Institutions like Film and Television Institute of India (FTII) and Satyajit Ray Film and Television Institute (SRFTI), not under the purview of the MHRD, increased the fee for the entrance test to Rs. 10,000 – more than most private institutions. A hunger strike by students forced a rollback, but the tuition fee has also nearly doubled over the past few years.
Rohan Patil, an engineering student in Pune who hopes to join FTII said: “The recent hike in [exam] fee definitely affects the examination. Even if people have the skill to crack it, many are unable to afford the fee. Examination fees must be kept low. Now that it has been reduced, we can expect more students to register.”
The Centre has offered no practicable roadmap on how institutions that have relied on public funds for decades may be weaned off without affecting the access of disadvantaged students to quality education. There must be a “thought process” before a hike, said Sopory. “How much fees must be increased, if it is required, will the fee be raised annually or every 10 years – I don’t think much thought is given to this.” If a hike is necessary, a committee should be formed for all central universities, added Thorat.

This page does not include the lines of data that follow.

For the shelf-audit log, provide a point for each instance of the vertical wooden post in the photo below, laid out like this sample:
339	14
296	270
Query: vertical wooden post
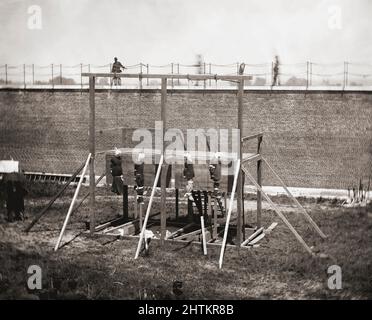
205	71
307	74
147	70
135	210
210	72
163	213
346	73
172	73
125	201
239	197
215	218
177	204
24	76
92	150
259	181
259	196
81	77
140	215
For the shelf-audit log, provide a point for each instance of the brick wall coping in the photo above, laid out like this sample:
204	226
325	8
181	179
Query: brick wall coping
72	88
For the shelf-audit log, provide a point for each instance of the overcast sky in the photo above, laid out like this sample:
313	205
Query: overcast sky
163	31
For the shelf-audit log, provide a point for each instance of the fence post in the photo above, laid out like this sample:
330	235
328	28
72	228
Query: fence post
210	72
140	78
307	74
205	70
24	76
178	72
147	79
344	83
346	73
237	73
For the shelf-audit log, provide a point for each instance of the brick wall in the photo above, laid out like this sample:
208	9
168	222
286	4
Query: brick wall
313	139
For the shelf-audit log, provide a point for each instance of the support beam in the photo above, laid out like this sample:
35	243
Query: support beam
87	195
204	240
92	150
168	76
142	234
259	195
236	174
177	204
164	167
279	213
302	209
59	193
125	202
72	203
239	199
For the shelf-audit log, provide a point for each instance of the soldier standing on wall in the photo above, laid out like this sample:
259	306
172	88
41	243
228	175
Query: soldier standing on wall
117	172
116	68
276	80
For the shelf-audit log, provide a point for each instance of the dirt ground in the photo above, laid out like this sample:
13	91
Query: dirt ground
104	268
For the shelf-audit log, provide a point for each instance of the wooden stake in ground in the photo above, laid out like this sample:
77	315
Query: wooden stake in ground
73	202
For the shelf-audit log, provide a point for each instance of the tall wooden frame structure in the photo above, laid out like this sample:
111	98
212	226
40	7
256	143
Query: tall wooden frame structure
238	177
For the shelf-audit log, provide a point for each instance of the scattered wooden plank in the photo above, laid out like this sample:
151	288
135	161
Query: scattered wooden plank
255	240
271	227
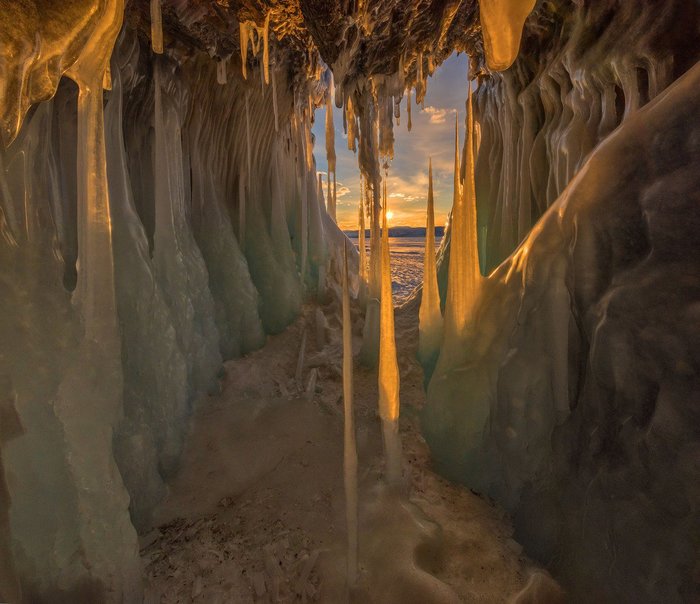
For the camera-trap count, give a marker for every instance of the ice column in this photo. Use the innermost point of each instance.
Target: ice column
(388, 365)
(330, 155)
(349, 443)
(156, 27)
(430, 317)
(463, 275)
(361, 235)
(502, 24)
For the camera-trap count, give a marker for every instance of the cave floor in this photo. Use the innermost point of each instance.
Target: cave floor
(256, 513)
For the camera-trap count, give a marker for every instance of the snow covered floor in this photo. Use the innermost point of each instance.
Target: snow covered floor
(256, 513)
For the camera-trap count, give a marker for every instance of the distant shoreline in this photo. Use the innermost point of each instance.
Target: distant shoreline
(402, 232)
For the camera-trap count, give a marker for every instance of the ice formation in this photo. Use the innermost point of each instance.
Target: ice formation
(140, 250)
(388, 374)
(349, 438)
(430, 316)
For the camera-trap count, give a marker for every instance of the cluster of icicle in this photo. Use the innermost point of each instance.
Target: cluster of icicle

The absence of long-term planning results in sudden increases that directly impact students, are highly unpopular and yet, make little difference to the larger problem of shrinking resources. “During my tenure as the VC [of JNU], we calculated – the same way it has been done now – what would happen if we increased the fee by Rs. 300,” said Sopory. “We realised we would become inaccessible to students from economically weaker backgrounds but the university would still not be able to generate more than Rs. 2-3 crore. Is this amount too much of a burden on the government?”
Even the fee-hikes in technical programmes are not always explained convincingly. Raghunath K. Shevgaonkar, former director of IIT Delhi, believes the increase for the IITs’ undergraduate programmes was “to some extent justified” – although there were protests – but not the proposed increase for the M.Tech programme. In September, the IIT Council which governs the institutions proposed a 10-fold hike in fees to deter students who are simply waiting for jobs.“If a student has to pay a heavy fee for M.Tech without any scholarship, they will simply withdraw,” said Shevgaonkar. “This will have a long-term impact on research output. If you look at the IITs, their UG students go abroad after B.Tech. It was the M.Tech students who were serving the nation by working in various PSUs or research labs. Even if some students left the course in between to join some job, that does not mean the entire programme must be killed.”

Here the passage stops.